Medulloblastoma is a cancer of the central nervous system. In children, it’s the most common malignant cancer of the brain, accounting for 15-20% of tumors. While such pediatric tumors can occur at any age, they are typically observed in children between the ages of three and eight.

The outcome for children with medulloblastoma has improved dramatically over the past several decades, but the prognosis in infants is still poor. Malignant cancers are aggressive in children, often growing in the roof of the 4th ventricle. And they typically invade the cerebellum and brainstem, sometimes metastasizing via the nervous system’s cerebrospinal fluid. The main cause of death is metastasis and the recurrence of medulloblastoma. Treatment involves surgical removal of the tumor, in combination with radiation and chemotherapy. But while the diagnosis and treatment of medulloblastoma has come a long way, the genes and pathways responsible for this cancer’s initiation and progression are still a mystery.

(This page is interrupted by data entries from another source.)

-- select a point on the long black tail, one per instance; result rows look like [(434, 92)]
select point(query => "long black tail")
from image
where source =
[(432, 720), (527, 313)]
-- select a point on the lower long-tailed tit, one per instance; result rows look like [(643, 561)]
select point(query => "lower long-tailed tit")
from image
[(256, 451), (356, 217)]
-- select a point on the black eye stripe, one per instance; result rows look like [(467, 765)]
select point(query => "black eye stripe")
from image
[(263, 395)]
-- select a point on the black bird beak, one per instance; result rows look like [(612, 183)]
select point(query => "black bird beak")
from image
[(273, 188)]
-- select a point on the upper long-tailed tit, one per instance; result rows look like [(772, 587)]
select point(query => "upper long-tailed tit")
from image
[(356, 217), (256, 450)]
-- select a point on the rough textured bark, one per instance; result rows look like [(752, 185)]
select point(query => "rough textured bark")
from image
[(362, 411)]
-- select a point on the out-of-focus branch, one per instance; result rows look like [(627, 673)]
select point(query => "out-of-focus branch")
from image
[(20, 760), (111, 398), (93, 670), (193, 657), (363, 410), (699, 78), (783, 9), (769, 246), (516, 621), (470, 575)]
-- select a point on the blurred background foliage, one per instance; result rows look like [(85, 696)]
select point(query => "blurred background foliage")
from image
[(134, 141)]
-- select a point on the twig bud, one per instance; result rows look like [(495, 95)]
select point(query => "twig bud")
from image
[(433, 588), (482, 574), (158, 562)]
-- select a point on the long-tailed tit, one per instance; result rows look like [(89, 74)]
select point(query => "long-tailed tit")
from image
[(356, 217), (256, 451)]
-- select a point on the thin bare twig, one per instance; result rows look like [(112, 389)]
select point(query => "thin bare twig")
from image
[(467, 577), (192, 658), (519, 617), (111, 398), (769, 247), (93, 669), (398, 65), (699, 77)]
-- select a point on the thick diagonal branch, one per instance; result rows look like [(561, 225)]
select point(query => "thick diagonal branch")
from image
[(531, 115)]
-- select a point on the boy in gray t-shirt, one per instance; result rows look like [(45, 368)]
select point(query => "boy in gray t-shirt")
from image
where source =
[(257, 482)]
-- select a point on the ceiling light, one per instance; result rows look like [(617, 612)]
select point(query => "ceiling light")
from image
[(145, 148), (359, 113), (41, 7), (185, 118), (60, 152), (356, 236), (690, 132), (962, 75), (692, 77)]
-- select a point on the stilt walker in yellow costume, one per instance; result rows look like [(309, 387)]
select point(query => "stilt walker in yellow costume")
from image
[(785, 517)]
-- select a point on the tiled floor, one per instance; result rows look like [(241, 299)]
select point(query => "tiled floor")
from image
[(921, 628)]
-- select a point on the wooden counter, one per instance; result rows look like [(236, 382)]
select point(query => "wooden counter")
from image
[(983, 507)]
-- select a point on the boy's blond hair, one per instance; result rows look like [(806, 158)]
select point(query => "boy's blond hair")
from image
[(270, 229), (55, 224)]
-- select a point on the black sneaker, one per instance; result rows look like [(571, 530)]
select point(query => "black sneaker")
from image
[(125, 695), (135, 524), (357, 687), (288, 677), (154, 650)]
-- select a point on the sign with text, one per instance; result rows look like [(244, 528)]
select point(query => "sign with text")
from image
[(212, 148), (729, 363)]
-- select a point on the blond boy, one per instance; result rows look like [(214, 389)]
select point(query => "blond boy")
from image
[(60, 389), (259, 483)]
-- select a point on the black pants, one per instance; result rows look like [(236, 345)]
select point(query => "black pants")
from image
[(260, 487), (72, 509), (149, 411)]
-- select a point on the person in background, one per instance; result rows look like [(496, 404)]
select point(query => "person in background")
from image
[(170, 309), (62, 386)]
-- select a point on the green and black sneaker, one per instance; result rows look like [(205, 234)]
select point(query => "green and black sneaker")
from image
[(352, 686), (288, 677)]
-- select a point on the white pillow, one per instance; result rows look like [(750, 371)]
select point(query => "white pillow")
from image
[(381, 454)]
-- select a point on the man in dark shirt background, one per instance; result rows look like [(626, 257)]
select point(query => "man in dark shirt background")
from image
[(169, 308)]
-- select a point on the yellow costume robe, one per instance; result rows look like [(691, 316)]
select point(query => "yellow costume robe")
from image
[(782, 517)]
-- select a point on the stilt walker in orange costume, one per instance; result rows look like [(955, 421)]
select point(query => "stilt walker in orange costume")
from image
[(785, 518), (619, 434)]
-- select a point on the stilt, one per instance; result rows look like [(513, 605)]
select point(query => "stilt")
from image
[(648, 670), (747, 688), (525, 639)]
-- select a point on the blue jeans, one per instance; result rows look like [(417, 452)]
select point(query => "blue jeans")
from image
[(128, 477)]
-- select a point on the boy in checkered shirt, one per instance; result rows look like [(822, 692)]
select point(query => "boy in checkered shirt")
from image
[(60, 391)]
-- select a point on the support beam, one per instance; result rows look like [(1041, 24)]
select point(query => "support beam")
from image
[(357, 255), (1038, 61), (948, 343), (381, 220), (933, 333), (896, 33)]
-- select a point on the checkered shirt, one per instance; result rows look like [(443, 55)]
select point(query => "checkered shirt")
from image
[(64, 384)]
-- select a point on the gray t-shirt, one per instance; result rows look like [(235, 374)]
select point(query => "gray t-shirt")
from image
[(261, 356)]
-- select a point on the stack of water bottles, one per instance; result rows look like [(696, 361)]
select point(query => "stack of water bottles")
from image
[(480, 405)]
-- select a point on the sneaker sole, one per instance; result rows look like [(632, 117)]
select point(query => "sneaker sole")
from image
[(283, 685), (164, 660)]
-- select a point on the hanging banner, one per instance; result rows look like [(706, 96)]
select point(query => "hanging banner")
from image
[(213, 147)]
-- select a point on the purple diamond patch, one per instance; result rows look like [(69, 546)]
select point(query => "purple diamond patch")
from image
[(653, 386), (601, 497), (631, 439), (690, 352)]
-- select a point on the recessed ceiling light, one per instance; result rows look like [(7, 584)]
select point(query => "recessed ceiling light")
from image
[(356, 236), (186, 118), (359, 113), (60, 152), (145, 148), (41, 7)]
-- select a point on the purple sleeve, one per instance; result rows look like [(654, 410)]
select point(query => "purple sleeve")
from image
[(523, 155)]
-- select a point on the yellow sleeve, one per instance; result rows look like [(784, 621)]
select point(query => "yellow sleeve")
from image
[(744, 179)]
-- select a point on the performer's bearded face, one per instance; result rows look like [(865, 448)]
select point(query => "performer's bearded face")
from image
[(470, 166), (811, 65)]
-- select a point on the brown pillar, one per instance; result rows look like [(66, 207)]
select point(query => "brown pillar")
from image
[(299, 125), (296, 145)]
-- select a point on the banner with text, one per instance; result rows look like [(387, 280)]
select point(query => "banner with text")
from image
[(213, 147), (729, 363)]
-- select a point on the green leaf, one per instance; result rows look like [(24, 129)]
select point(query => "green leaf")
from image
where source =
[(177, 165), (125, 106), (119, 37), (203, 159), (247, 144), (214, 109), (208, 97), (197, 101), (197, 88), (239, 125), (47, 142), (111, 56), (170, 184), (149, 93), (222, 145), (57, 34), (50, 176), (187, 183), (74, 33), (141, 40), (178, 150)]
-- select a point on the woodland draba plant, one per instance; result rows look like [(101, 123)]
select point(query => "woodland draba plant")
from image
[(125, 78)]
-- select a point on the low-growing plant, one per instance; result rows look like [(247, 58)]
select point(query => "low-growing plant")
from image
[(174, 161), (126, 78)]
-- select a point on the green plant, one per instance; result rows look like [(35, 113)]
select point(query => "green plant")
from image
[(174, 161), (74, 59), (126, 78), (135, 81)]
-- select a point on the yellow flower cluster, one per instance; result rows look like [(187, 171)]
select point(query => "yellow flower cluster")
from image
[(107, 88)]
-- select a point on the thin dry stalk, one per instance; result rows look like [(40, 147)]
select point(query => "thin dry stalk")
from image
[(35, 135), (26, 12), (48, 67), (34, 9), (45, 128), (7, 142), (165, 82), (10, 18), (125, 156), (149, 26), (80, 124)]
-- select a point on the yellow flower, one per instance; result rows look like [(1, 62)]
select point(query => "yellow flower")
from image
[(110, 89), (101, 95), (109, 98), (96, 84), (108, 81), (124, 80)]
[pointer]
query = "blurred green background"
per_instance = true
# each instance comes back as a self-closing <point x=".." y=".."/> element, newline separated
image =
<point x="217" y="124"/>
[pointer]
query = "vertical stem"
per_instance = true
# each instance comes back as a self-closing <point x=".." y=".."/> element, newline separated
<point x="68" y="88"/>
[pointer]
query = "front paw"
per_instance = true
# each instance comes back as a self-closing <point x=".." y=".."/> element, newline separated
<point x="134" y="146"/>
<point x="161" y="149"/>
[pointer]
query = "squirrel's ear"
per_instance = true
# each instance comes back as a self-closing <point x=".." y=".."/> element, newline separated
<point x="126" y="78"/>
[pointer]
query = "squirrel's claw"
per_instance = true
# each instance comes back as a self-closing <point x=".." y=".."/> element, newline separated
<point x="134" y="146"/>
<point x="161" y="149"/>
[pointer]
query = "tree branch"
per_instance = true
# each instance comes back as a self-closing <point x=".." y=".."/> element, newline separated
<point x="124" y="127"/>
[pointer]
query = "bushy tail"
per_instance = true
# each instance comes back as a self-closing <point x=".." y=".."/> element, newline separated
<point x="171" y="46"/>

To understand the genesis of this disease, researchers employ experimental animal models. In the past, xenografts from medulloblastoma cell lines were evaluated in nude mice–the standard model for this tumor. But problems emerged. The commonly used cell lines did not properly mimic the human tumor. One cell line proved to be a sarcoma, not a medulloblastoma, and the other resembled brain tumors not characteristic of the cancer.

Medulloblastomas have not been well-characterized, partly because they are hard to culture. But modelling this cancer with genetically engineered rodents side-steps this difficulty. In fact, a number of these models show similar phenotypes to human medulloblastoma, and are associated with the same developmental signalling pathways. They are currently being used to understand genes and pathways responsible for the initiation, maintenance and metastasis of this type of cancer.

Scientists now think large animal models might be more suitable than rodents in the study of medulloblastoma. Due to their similarity with humans, in terms of genetic evolution, immune system, physiology and metabolism, large models better reflect carcinogenesis as it happens in humans. But there are limitations. First, tumors occur at a low rate in such models, and second, most tumors are found accidentally at necropsy. As a result, some researchers are trying to establish large animal models for human cancer using chemical or biological means.

At this point, we know a lot about the genetic alterations underlying pediatric medulloblastoma, but more needs to be done. Both rodent and large animal models will help better define what alterations cause uncontrolled cell proliferation in this cancer of the brain.